Interview
Agriculture

«Nous nous retrouvons face au mur»

Quelques jours après la fin du congrès national de l’Association générale de producteurs de blé et autres céréales (AGPB) qui s’est réuni à Nancy fin mai, rencontre avec Jean-Guillaume Hannequin, céréalier et producteur en grandes cultures installé dans la Meuse, à Esnes-en-Argonne.

© Alexandra Marquet. «Nous avons dressé un état des lieux extrêmement compliqué», s'alarme Jean-Guillaume Hannequin.

© Alexandra Marquet. «Nous avons dressé un état des lieux extrêmement compliqué», s'alarme Jean-Guillaume Hannequin.

Les Tablettes Lorraines : Alors que le congrès national vient de se clôturer, quelle est la situation de la filière céréalière ?

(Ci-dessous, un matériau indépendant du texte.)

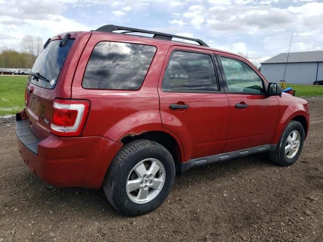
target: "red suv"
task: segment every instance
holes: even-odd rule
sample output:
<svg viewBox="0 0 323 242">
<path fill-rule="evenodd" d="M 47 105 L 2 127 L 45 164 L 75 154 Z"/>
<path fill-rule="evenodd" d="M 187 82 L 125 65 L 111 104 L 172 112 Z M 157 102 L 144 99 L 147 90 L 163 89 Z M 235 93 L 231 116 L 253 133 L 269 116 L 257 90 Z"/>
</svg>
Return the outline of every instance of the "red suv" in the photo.
<svg viewBox="0 0 323 242">
<path fill-rule="evenodd" d="M 30 168 L 56 187 L 102 186 L 131 215 L 160 205 L 176 171 L 263 151 L 291 165 L 308 131 L 307 102 L 245 58 L 114 25 L 49 39 L 25 101 L 16 132 Z"/>
</svg>

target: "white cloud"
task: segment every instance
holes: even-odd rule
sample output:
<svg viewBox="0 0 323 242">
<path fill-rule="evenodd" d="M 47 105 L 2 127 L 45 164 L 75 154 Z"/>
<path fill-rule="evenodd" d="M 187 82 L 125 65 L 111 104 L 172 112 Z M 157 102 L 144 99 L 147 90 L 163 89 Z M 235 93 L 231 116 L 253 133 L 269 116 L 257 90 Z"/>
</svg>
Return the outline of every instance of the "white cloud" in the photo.
<svg viewBox="0 0 323 242">
<path fill-rule="evenodd" d="M 124 11 L 130 11 L 132 9 L 132 8 L 129 6 L 124 7 L 122 8 Z"/>
<path fill-rule="evenodd" d="M 323 3 L 309 3 L 299 7 L 290 6 L 287 10 L 292 14 L 301 14 L 302 17 L 321 15 Z"/>
<path fill-rule="evenodd" d="M 194 24 L 194 25 L 200 25 L 203 22 L 204 22 L 204 19 L 200 17 L 194 18 L 192 20 L 191 20 L 191 23 Z"/>
<path fill-rule="evenodd" d="M 189 38 L 193 38 L 194 37 L 193 34 L 191 34 L 191 33 L 187 33 L 187 32 L 177 33 L 177 34 L 175 34 L 176 35 L 179 35 L 180 36 L 188 37 Z"/>
<path fill-rule="evenodd" d="M 172 24 L 178 24 L 179 25 L 184 25 L 185 24 L 182 20 L 176 20 L 176 19 L 173 19 L 173 20 L 169 21 L 169 23 Z"/>
<path fill-rule="evenodd" d="M 170 3 L 170 5 L 171 6 L 175 6 L 178 7 L 181 5 L 183 5 L 184 4 L 184 3 L 181 2 L 171 2 Z"/>
<path fill-rule="evenodd" d="M 117 16 L 122 16 L 123 15 L 126 15 L 124 12 L 122 12 L 120 10 L 116 10 L 115 11 L 112 11 L 113 14 Z"/>
</svg>

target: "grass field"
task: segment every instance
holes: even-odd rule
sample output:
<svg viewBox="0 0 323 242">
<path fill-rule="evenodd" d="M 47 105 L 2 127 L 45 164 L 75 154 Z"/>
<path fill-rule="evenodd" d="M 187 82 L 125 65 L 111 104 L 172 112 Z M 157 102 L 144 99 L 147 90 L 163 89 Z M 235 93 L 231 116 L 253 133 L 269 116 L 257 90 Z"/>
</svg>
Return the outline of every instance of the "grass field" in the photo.
<svg viewBox="0 0 323 242">
<path fill-rule="evenodd" d="M 323 96 L 323 86 L 311 85 L 286 84 L 286 87 L 291 87 L 295 90 L 297 97 L 316 97 Z"/>
<path fill-rule="evenodd" d="M 0 116 L 22 110 L 26 79 L 26 76 L 0 76 Z"/>
<path fill-rule="evenodd" d="M 26 77 L 0 76 L 0 116 L 13 115 L 24 107 Z M 323 96 L 323 86 L 286 84 L 297 97 Z"/>
</svg>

Jean-Guillaume Hannequin : Nous avons dressé un état des lieux extrêmement compliqué, voire catastrophique avec des charges qui ne cessent d’évoluer à la hausse pour un marché qui n’est pas porteur en raison des stocks mondiaux. Nous sommes sur trois années déficitaires pour les fermes céréalières, sachant que dans des régions comme la nôtre, ce résultat négatif est encore plus amplifié puisque le poids du blé est extrêmement important. Aucune entreprise ne peut être pérenne dans ce contexte même si le monde agricole est réputé résilient et capable de faire face à un tas de difficultés. Je pense que nous sommes arrivés au bout du chemin et que nous nous retrouvons face au mur. Aujourd’hui les charges sont tellement élevées, qu’un céréalier, s’il réfléchit bien, ne va pas semer du blé parce que c’est trop risqué. C’est tout l’enjeu actuel alors que les gouvernements successifs nous parlent de reconquérir la souveraineté alimentaire, le risque est que les surfaces emblavées diminuent de façon drastique.

Face à cette situation, quelles sont les solutions que vous proposez ?

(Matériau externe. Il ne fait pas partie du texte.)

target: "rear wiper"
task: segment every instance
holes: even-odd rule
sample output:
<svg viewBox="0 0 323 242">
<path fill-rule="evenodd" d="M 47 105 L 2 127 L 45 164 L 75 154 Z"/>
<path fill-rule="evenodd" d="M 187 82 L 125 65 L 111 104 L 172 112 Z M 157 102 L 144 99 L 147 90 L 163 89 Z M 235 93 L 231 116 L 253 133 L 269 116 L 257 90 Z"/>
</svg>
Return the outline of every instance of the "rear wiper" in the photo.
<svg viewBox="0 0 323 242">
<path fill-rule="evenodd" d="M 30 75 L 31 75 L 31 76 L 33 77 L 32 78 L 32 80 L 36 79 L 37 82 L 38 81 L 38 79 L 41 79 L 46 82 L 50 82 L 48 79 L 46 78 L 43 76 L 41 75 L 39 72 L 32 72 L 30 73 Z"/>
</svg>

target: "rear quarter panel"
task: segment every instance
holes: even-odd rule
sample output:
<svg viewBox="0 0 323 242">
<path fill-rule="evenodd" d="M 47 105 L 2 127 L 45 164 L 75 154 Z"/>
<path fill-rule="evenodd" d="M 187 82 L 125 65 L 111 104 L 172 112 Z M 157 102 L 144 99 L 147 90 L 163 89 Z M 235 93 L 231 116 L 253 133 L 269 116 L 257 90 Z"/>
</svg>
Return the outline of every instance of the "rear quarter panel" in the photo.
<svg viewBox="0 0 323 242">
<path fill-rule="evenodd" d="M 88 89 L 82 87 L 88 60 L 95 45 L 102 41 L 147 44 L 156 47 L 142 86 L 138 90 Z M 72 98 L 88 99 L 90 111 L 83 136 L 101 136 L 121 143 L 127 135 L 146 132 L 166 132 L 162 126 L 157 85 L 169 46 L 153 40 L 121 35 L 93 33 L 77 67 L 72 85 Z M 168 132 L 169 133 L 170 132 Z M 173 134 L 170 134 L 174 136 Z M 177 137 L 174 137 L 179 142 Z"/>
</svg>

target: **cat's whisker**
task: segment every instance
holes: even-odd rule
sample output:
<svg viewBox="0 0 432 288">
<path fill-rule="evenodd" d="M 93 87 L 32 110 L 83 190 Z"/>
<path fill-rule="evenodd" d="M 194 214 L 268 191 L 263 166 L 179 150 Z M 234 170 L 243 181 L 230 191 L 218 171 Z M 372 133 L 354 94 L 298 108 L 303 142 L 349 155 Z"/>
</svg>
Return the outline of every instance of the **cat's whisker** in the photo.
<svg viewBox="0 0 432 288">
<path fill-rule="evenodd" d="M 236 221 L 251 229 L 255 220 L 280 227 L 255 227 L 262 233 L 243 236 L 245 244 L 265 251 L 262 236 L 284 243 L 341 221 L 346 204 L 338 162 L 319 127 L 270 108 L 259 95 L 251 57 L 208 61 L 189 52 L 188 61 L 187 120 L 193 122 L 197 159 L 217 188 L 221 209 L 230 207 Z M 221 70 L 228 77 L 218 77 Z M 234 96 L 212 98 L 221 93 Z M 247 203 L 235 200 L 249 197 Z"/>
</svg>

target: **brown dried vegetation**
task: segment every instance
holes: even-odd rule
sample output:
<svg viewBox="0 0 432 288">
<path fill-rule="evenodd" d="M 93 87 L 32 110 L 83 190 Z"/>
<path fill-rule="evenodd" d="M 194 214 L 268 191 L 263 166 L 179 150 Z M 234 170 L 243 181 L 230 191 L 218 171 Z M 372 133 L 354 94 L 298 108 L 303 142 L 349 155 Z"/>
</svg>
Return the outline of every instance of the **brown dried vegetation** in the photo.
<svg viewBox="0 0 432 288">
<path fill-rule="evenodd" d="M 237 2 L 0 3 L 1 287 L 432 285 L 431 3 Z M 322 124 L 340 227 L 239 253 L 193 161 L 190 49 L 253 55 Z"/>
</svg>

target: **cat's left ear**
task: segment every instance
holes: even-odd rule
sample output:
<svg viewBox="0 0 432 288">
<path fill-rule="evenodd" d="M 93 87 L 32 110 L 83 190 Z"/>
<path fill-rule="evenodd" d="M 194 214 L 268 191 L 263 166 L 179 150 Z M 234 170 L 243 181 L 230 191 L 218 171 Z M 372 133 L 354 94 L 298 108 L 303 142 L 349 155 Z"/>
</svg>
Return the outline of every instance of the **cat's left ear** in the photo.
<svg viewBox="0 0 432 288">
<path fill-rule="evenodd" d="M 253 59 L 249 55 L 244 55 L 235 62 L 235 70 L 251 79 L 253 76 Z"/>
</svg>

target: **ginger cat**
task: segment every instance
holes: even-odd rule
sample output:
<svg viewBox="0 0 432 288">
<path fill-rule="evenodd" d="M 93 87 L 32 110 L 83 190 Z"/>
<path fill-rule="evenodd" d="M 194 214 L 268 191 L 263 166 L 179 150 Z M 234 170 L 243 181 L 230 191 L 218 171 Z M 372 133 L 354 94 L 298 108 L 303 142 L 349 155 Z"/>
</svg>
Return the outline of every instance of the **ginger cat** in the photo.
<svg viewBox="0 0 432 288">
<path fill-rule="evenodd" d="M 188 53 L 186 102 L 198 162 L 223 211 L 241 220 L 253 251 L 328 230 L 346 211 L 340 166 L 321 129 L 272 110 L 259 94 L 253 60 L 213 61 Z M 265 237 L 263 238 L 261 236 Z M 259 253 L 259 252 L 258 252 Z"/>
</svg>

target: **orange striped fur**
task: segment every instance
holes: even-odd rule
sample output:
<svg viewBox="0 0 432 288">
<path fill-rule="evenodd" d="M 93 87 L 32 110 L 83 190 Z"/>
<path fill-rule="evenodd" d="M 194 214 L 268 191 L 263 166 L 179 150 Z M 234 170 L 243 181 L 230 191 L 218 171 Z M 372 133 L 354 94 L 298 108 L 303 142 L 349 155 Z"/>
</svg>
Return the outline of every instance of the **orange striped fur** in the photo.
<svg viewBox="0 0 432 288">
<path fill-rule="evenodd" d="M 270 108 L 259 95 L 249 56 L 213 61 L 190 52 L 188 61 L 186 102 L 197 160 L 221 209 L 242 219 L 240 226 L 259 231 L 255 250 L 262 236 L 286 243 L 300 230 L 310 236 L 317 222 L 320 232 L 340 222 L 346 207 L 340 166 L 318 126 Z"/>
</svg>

Le politique est responsable de la situation actuelle par manque de vision et d’ambition depuis trente ans. La solution est de baisser les charges. Notre autre préoccupation concerne les engrais en lien avec le blocage du détroit d’Ormuz même si nous n’avons pas attendu le conflit au Moyen-Orient pour tirer la sonnette d’alarme. Le Gouvernement nous promet un plan engrais depuis des mois. Des réunions sont organisées au ministère à Paris, mais pour le moment aucune annonce n’est faite alors qu’en Italie, un crédit d’impôt a été mis en place. Il y a urgence, c’est une vraie course contre la montre car si l’agriculteur français ne commande pas les engrais en temps et en heure, la chaîne logistique ne sera pas capable de suivre. La filière céréalière est la plus concernée, mais c’est bien l’ensemble du secteur agricole qui est impacté. Nous militons auprès de madame Genevard pour qu’elle aille chercher le fonds d’urgence européen. Il est grand temps qu'il soit activé.

Justement quelles ont été les annonces de la Ministre (faites en visio) lors du Congrès national?

La Ministre a annoncé qu’elle faisait enfin une demande officielle de 200 millions d’euros pour ce fonds d’urgence européen. D’autres annonces vont dans le bon sens autour notamment d’une aide pour les secteurs dits à faible potentiel, les zones intermédiaires (avec des mesures agro-environnementales spécifiques difficilement accessibles en termes de critères). Elle a débloqué 4 millions d’euros, dont 100 000 euros pour le Grand Est. Une somme obtenue alors que la moisson approche. Mais si cette enveloppe n'est pas consommée, elle sera réutilisable l’année prochaine. De notre côté, nous poursuivons nos actions autour de la négociation de la PAC avec un budget annoncé à la baisse de 13% ce qui est scandaleux. Mais actuellement, tous les partis politiques ont les yeux rivés sur les prochaines échéances présidentielles, le climat n’est pas propice face à tous nos enjeux, dont l’utilisation de phytosanitaires qui est devenue un sujet tabou.